The woman, who asked to be identified only as Anne, spent three years driving cars through the crowds inside the Lynnway auto auction. She said her safety concerns were ignored.
“It’s just a matter of time before something like this would happen,” Anne said.
“I wasn’t surprised because I was like, ‘one of these days, someone is going to get killed,” she said.

And MASSCOSH, the COSH Group in Massachusetts is on the case, noting that that worker killed — and Ann, who warned of the hazard — are temporary workers:

MassCOSH, a non-profit that monitors worker safety, is calling for more precautions at Lynnway; particularly for temporary workers like Anne, or Leezandra Aponte — one of the victims of last weeks’ crash.
“Temp workers are seen sadly as disposable, they’re treated like second class employees,” MassCOSH’s Jeff Newton told Boston 25. “We will be following the OSHA investigation to see if the company took any shortcuts that put anyone in needless danger.”
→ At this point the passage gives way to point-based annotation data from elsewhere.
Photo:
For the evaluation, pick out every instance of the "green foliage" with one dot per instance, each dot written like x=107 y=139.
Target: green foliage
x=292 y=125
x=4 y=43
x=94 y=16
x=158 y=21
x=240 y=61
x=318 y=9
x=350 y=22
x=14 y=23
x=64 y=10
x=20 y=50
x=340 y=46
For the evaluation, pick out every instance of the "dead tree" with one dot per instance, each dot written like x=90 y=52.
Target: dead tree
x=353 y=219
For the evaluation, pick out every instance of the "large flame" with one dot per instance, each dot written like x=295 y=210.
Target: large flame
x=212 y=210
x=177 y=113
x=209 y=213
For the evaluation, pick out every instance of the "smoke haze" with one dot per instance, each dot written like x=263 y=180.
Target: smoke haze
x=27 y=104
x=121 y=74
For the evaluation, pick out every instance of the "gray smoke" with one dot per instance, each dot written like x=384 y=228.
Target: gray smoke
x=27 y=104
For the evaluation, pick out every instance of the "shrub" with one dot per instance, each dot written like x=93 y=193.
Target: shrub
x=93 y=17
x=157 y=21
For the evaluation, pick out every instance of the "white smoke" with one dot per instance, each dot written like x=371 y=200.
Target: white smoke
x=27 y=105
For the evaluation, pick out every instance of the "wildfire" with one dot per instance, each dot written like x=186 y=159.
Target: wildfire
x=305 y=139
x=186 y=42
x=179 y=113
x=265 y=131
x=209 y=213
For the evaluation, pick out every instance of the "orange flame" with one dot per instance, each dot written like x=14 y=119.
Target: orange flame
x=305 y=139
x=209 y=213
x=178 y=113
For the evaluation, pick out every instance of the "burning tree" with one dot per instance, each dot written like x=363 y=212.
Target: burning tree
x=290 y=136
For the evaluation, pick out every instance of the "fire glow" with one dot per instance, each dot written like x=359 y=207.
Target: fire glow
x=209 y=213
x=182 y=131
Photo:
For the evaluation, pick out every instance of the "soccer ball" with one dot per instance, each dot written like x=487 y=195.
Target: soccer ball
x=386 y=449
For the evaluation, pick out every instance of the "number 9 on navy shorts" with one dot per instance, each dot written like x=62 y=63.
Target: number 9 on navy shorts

Lynnway plan to install bollards “as soon as possible, and Jersey barriers in the meantime.

And in the “no good deed goes unpunished” department, Lynnway also commented that

[Anne] was not a Lynnway employee, she worked for Labor Ready. [Anne] had an uncooperative attitude and Labor Ready was asked not to send her any more. During the time she worked as an auction day driver, she was required to attend the safety meeting and handed a copy of the safety instructions every single time she came on Wednesdays to work as a driver.

OK. Uncooperative attitude, but somehow worked there for three years…..

Lessons

The lessons here are that there are that even if it’s not initially evident, there are almost always ways that injuries and fatalities could have been prevented . There is almost no such thing as a “freak accident”  that someone couldn’t have done something to prevent.

The second lesson is that despite the fact that Section 11(c) of the Occupational Safety and Health Act prohibits employers from retaliating against employees for exercising their health and safety rights, it happens anyway. And your rights are even harder to defend if you work for a temporary agency that decides they don’t want you back because of your “uncooperative attitude.”